View Full Version : Some of my tubes of caseins have dried up...
are they ruined?? They're about 2 years old....should I just chuck them and buy new ones?
09-14-2006, 08:25 AM
*sigh* Yeah, they're gone, Jan. :( We're so spoiled by our oil paints, which seem to last forever.
Geez, I'd better go check mine.....I haven't used them for a looooong time.
09-14-2006, 09:07 AM
Jan, one thing I read somewhere was that the tubes of casein paint needed to be squooshed (massaged) occasionally so that the paint moves around in the tubes. I'm trying to remember to do this, hoping the paint will last a bit longer. I know this info is too late for the paints you have but maybe it will help in the future.
09-14-2006, 09:46 AM
I haven't tried casein yet, but your problem of it drying so fast in the tube got me thinking.

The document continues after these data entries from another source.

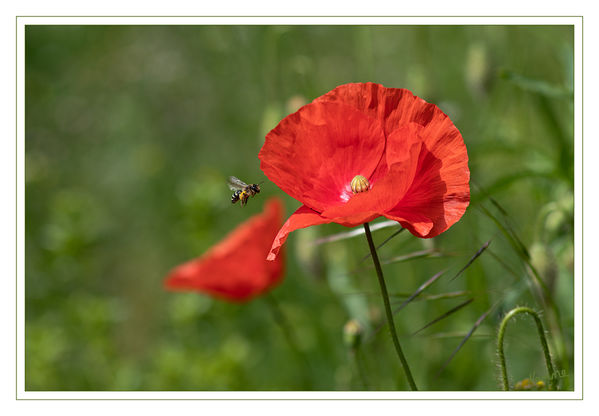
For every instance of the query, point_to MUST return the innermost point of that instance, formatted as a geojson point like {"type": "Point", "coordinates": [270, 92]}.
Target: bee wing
{"type": "Point", "coordinates": [236, 183]}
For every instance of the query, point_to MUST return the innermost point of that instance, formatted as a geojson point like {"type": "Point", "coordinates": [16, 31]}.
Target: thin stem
{"type": "Point", "coordinates": [360, 371]}
{"type": "Point", "coordinates": [540, 330]}
{"type": "Point", "coordinates": [388, 312]}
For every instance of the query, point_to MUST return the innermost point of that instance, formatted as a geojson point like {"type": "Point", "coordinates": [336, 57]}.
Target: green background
{"type": "Point", "coordinates": [131, 132]}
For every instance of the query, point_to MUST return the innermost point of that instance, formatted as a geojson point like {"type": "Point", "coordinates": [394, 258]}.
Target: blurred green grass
{"type": "Point", "coordinates": [131, 132]}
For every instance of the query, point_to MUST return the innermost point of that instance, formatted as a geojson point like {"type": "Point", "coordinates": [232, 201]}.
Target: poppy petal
{"type": "Point", "coordinates": [440, 192]}
{"type": "Point", "coordinates": [303, 217]}
{"type": "Point", "coordinates": [314, 153]}
{"type": "Point", "coordinates": [385, 193]}
{"type": "Point", "coordinates": [235, 269]}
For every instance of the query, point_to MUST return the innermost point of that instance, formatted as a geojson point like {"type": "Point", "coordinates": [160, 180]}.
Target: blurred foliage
{"type": "Point", "coordinates": [131, 132]}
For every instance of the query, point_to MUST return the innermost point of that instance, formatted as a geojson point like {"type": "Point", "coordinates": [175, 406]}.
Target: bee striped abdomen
{"type": "Point", "coordinates": [235, 196]}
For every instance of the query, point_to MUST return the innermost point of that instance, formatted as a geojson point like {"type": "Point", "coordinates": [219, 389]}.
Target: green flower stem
{"type": "Point", "coordinates": [389, 313]}
{"type": "Point", "coordinates": [541, 331]}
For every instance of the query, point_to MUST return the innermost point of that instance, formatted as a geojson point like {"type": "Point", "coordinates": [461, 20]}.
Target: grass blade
{"type": "Point", "coordinates": [413, 255]}
{"type": "Point", "coordinates": [466, 338]}
{"type": "Point", "coordinates": [445, 315]}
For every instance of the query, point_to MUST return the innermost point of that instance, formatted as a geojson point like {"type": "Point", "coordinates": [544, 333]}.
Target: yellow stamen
{"type": "Point", "coordinates": [359, 184]}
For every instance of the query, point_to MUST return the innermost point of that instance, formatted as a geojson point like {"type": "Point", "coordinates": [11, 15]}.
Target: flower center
{"type": "Point", "coordinates": [359, 184]}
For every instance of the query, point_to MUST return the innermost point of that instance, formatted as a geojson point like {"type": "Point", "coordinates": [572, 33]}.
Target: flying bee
{"type": "Point", "coordinates": [243, 191]}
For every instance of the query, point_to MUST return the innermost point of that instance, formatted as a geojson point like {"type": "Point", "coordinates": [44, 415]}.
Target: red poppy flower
{"type": "Point", "coordinates": [236, 268]}
{"type": "Point", "coordinates": [362, 151]}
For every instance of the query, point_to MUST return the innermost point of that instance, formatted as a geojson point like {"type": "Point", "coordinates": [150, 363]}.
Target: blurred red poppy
{"type": "Point", "coordinates": [362, 151]}
{"type": "Point", "coordinates": [236, 269]}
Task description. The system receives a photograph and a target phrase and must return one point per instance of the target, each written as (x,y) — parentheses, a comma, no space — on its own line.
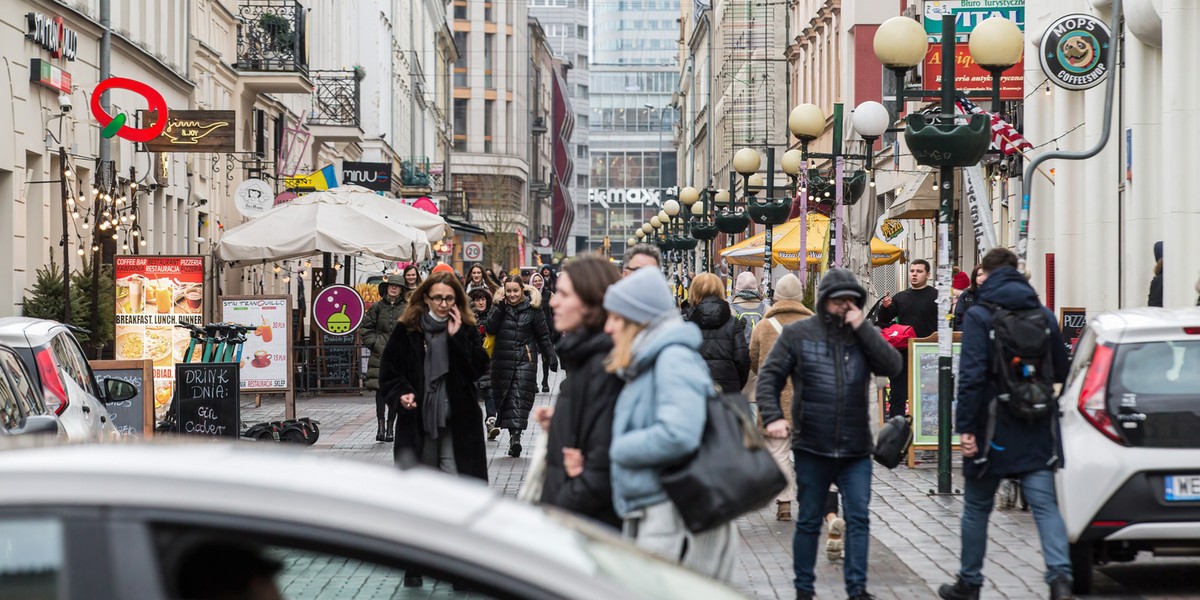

Can you mix gouache in Shiva Casein medium? Just to keep from having to buy gouache in a tube, and casein in a tube, and trying to use it all before it drys up.
09-14-2006, 10:21 AM
...Can you mix gouache in Shiva Casein medium?...You can, but since gouache has a gum arabic binder, the paint film will not be as tough and water resistant as true casein. You can make the real thing by mixing dry pigments with casein medium.
09-14-2006, 10:23 AM
Oh great! My husband already thinks I am weird.....I can just see his face when I tell hime I am going into the den to massage my paints!:lol:
09-14-2006, 10:26 AM
:lol: :lol: :lol: hope he doesn't hear the caseins' sigh of pleasure :lol:
09-14-2006, 10:53 AM
Massaging is not required, and wouldn't really help if there's air getting in. I've got tubes that are several years old that I've never "squooshed " and they're fine. Some tubes just don't close well or somehow get air in. It happens with other types of paint too.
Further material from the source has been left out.